Bachelard affirme que l’esprit scientifique contemporain invalide cette démarche. Il n’existe pas de nature simple ou de phénomène simple en soi : le simple est toujours le produit d’une simplification technique préalable. Les relations d’incertitude de Heisenberg démontrent qu’il est impossible d’isoler la figure et le mouvement d’une particule. La clarté n’est plus une qualité intrinsèque immanente aux objets isolés, mais une « clarté opératoire » qui émerge de leur combinaison relationnelle et de leur intégration dans un système théorique complet :

« Loin que ce soit l’être qui illustre la relation, c’est la relation qui illumine l’être. »

2. Le dynamisme de la raison rectifiée

L’épistémologie non-cartésienne se présente comme une complétion et un enveloppement de la méthode cartésienne, de la même manière que le non-euclidisme englobe la géométrie d’Euclide. Le doute n’est plus une attitude provisoire et solennelle destinée à fonder une certitude dogmatique stable (le cogito) ; il devient un doute récurrent, une vigilance constante de la raison face à ses propres habitudes intellectuelles.

L’esprit scientifique se caractérise par sa perfectibilité et sa capacité de mutation spirituelle. Bachelard souligne que la physique contemporaine a contraint les scientifiques à réorganiser périodiquement les fondements mêmes de leur raison. Les grandes découvertes du XXe siècle (la relativité, la mécanique ondulatoire de de Broglie, la mécanique des matrices de Heisenberg) sont le fait de jeunes chercheurs qui ont su s’affranchir de l’inertie des cadres conceptuels classiques.

3. L’expérience de la goutte de cire

Pour sceller l’opposition entre l’épistémologie cartésienne et l’épistémologie contemporaine, Bachelard compare l’analyse classique du morceau de cire par Descartes à l’étude d’une goutte de cire par le physicien moderne :

Dimension d’analyse Le morceau de cire (Descartes) La goutte de cire (Physique moderne)
Nature de l’objet

Cire naturelle, brute, changeante et qualitative.

Cire chimiquement pure, isolée par des manipulations méthodiques (produit factice).

Méthode d’observation

Approche empirique vague par la chaleur du feu ; observation immédiate.

Refroidissement lent dans un four électrique ; irradiation par un faisceau monochromatique de rayons X.

Résultat et structure

Constat du caractère fugace des qualités sensibles ; recours à l’étendue intelligible abstraite.

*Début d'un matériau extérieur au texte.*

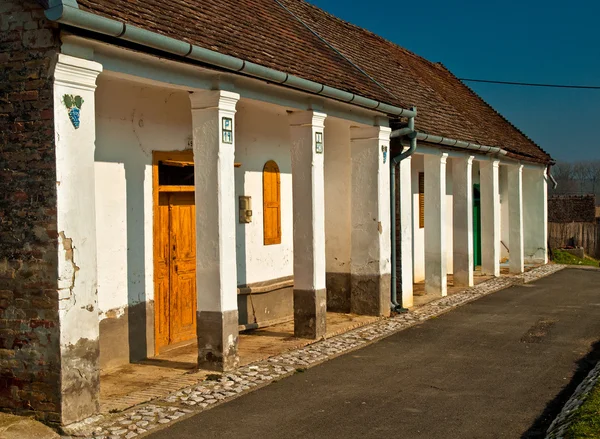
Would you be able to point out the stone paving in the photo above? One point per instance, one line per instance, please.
(561, 424)
(216, 389)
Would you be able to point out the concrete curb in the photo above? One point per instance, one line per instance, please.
(147, 418)
(563, 421)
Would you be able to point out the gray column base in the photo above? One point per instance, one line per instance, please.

Diagrammes de diffraction (Laue, Bragg) révélant l’orientation des molécules superficielles (structure cristalline).

Portée épistémologique

École de doute sceptique ; rejet de l’expérience progressive au profit de l’entendement pur.

Phénoménotechnique active ; la relation et les conditions aux limites déterminent la structure de la matière.

Cette comparaison démontre que l’empirisme actif de la science contemporaine se déploie du côté des vérités factices, construites et complexes, et non du côté des intuitions immédiates et claires du sens commun.

Conclusion

Le Nouvel Esprit Scientifique de Gaston Bachelard dresse le portrait d’une raison en mouvement, capable de se réformer elle-même au contact de ses propres constructions théoriques et expérimentales. En analysant les transitions conceptuelles qui ont donné naissance à la physique moderne, Bachelard montre que le progrès scientifique n’est pas une simple accumulation de faits, mais une suite de ruptures épistémologiques et de rectifications méthodologiques.

L’épistémologie non-cartésienne qu’il théorise renonce aux certitudes immuables des natures simples pour embrasser la complexité, la phénoménotechnique et le rationalisme ouvert. Cet ouvrage classique demeure une référence incontournable pour comprendre comment la science contemporaine, en construisant ses objets à l’image de la raison, parvient à élargir et à approfondir notre connaissance du réel.